Don’t ignore anger when it shows up
Be honest with yourself; you’re upset. Admit that you are angry and acknowledge that it’s totally normal to experience this emotion. Once we let ourselves feel that strong emotion, we become ready to release it.
Write it down
Doing a written reflection on your emotions can help you root out the cause of your anger and come to terms with it. Sometimes we use anger as a mask for other more painful emotions. Journaling can help you figure out if your anger is actually masking sadness or disappointment. Start writing and you may be surprised with what you uncover.
Look at the situation objectively
A recent study found that adopting a third-person perspective on a situation can help reduce aggressive behavior, negative self-talk, and anger. Analyze the situation as if you were independent of it and evaluate your actions as a neutral observer. This can help you gain perspective on the issue and remove some of the emotional tension from your response.
Pinpoint your triggers
So what exactly made you angry?
Sometimes it’s not the exact situation that got you inflamed, but rather the meaning behind it. Perhaps your partner simply forgot something at the grocery store, but if you get especially angry when you feel you are not being listened to, this small act can bring up disproportionate anger. Try to pinpoint these triggers so you can be more aware of them in future situations.
Take some personal time
Anger can feel so overwhelming at times that it’s best to just take a moment to yourself to take deep breaths, collect your thoughts, calm your mind, and come back to the situation with a clearer head. Meditation has been shown to be incredibly effective for managing anger, so try clearing your headspace for a better perspective. You might find that simply removing yourself from the situation helps to greatly reduce your anger.
Sweat it out
Oftentimes, anger can feel almost more physical than emotional. Workout your anger through an exercise to physically metabolize some of the rage you’re feeling.

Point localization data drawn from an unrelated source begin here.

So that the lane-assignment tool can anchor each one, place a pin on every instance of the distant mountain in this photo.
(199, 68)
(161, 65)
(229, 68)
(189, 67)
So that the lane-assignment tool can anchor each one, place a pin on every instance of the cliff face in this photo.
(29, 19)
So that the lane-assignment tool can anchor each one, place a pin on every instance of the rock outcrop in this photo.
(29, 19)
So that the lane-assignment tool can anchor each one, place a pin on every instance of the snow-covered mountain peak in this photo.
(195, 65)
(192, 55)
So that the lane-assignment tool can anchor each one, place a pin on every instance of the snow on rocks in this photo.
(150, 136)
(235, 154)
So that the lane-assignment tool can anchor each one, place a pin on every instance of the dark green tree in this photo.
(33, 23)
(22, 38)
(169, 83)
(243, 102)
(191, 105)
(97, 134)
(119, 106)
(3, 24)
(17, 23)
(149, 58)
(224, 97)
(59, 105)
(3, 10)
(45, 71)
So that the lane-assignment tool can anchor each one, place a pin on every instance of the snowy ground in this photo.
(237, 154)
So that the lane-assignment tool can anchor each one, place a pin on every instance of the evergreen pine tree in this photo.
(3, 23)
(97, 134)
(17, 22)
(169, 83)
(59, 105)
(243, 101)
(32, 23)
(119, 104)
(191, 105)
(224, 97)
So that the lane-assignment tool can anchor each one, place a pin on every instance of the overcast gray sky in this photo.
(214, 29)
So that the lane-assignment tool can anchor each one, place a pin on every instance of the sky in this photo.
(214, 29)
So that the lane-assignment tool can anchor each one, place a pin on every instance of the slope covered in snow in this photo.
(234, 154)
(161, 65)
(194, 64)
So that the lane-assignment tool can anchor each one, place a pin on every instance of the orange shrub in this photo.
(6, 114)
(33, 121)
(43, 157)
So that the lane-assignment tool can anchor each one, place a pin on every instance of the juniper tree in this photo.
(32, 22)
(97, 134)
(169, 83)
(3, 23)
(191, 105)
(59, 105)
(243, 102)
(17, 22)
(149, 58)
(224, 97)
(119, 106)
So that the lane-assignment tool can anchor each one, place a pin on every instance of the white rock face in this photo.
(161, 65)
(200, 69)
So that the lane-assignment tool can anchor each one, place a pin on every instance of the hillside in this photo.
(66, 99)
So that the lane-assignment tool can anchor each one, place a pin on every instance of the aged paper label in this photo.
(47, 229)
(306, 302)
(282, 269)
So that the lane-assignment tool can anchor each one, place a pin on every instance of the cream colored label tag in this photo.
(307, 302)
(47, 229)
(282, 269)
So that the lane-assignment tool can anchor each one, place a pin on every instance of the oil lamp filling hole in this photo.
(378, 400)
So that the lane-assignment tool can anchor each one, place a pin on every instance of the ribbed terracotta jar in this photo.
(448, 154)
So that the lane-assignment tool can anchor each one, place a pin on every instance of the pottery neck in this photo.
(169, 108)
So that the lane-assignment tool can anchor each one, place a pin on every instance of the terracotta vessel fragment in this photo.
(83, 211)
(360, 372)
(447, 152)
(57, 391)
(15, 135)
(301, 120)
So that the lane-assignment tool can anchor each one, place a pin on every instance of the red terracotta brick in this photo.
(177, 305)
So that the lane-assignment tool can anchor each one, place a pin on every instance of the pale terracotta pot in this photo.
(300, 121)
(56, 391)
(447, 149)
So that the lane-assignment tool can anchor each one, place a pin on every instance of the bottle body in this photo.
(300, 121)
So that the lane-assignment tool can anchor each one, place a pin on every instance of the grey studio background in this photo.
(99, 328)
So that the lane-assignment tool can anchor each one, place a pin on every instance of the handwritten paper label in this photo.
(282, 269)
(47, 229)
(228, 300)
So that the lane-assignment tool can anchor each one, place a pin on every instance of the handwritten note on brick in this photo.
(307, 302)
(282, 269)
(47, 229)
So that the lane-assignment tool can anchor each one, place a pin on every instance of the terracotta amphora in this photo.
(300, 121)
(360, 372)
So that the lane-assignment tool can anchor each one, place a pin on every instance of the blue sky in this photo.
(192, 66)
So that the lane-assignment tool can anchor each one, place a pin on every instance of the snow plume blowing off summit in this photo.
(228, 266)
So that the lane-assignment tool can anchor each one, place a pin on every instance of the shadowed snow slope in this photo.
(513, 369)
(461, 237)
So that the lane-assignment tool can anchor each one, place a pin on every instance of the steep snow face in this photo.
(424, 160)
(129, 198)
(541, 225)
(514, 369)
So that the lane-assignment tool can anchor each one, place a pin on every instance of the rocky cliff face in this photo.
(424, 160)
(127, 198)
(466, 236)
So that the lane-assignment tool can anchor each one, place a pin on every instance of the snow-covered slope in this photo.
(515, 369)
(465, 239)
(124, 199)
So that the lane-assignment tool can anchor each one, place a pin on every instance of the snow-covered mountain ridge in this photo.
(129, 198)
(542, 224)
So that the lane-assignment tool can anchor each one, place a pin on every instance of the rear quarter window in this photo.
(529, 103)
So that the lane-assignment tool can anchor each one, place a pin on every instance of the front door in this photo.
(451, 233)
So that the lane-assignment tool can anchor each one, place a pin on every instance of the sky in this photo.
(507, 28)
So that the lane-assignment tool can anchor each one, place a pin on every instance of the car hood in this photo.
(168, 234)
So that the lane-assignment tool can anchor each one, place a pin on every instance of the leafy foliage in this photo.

Seek out healthy distractions
Focusing on something else is a great anger-reliever. Snuggling a pet, taking a walk, playing a game, or reading a book are great ways to distract your mind and remind yourself that in the grand scheme of things, there are so many more important things than the instance that provoked your anger.
Talk it out
Once you’ve calmed yourself and taken some time to get perspective on the issue, it can be valuable to talk it out. If the anger spurred from something someone else did, explain why it upset you and try to find common ground to avoid the situation from repeating itself in the future. If your anger came from circumstances beyond your control such as reading an inflammatory headline or witnessing injustices in your community, reach out to a friend or family member who may also share your concern and discuss how the incident made you feel and potential solutions to the problem.
Consider chatting with a professional
If your anger feels persistent or overwhelming and common coping strategies aren’t working, it could be beneficial to discuss your anger with a professional or seek out support groups.